One lawmaker described Massachusetts' current youth immunization law as "Swiss cheese at best"

Massachusetts Gov. Charlie Baker gets a coronavirus vaccine shot at Boston's Hynes Convention Center mass vaccination site
NBC10 Boston

More than 400 people signed up to testify on vaccine-related legislation, Massachusetts Public Health Committee Co-Chair Rep. Marjorie Decker said Monday morning as she kicked off the virtual hearing on bills both involving COVID-19 immunization and others that were proposed before the pandemic arrived in Massachusetts.
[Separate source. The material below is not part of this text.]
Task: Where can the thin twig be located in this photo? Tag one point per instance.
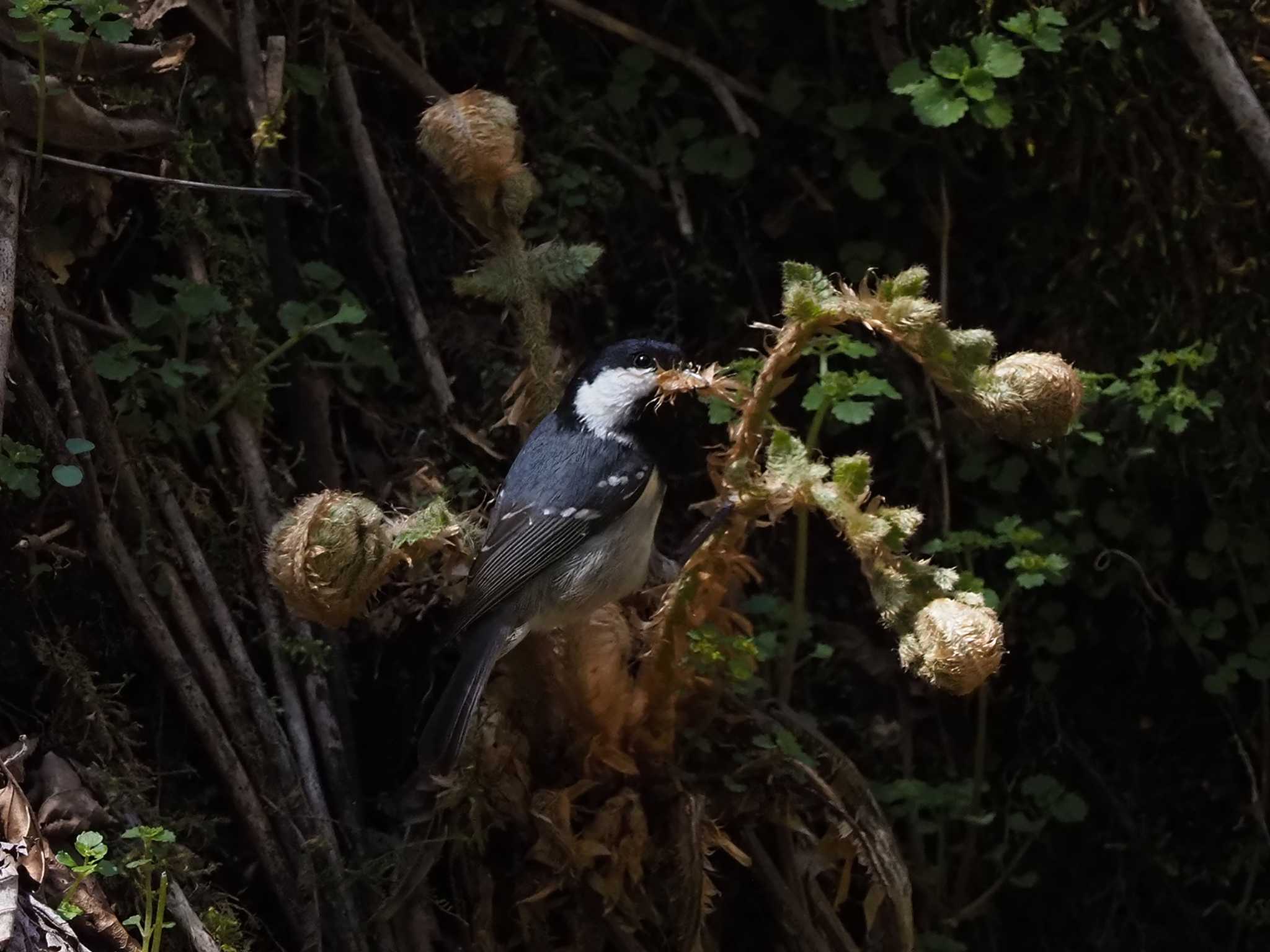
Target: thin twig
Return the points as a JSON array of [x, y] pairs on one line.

The agenda includes a Rep. Andy Vargas bill (H 2411) that would remove the current religious exemption for vaccines that are required for public schools, while leaving the medical exemption in place, and bills (H 2271, S 1517) from Rep. Paul Donato and Sen. Becca Rausch that seek to standardize immunization requirements and exemption processes, fill gaps in vaccine rate data, and boost outreach efforts.

Rausch described the state's current youth immunization law as "Swiss cheese at best" and said its "holes have led to significant confusion, widely disparate implementation and serious public health gaps that threaten the health and safety of communities all across the commonwealth."

Vargas also co-filed the Donato/Rausch bill, which supporters call the Community Immunity Act, and he said both bills seek to "address the high rates of vaccine exemptions in our state." He said all but one county in Massachusetts has one or more schools where herd immunity for measles has not been met.

If everyone who signed up testifies, Decker said, the committee would hear about 20 hours of comments.

As Rausch replied to a question from committee member Sen. Susan Moran, someone chimed in with "I thought this was a short answer," prompting Decker to advise participants that they will be removed from the videoconference platform if they interrupt testimony.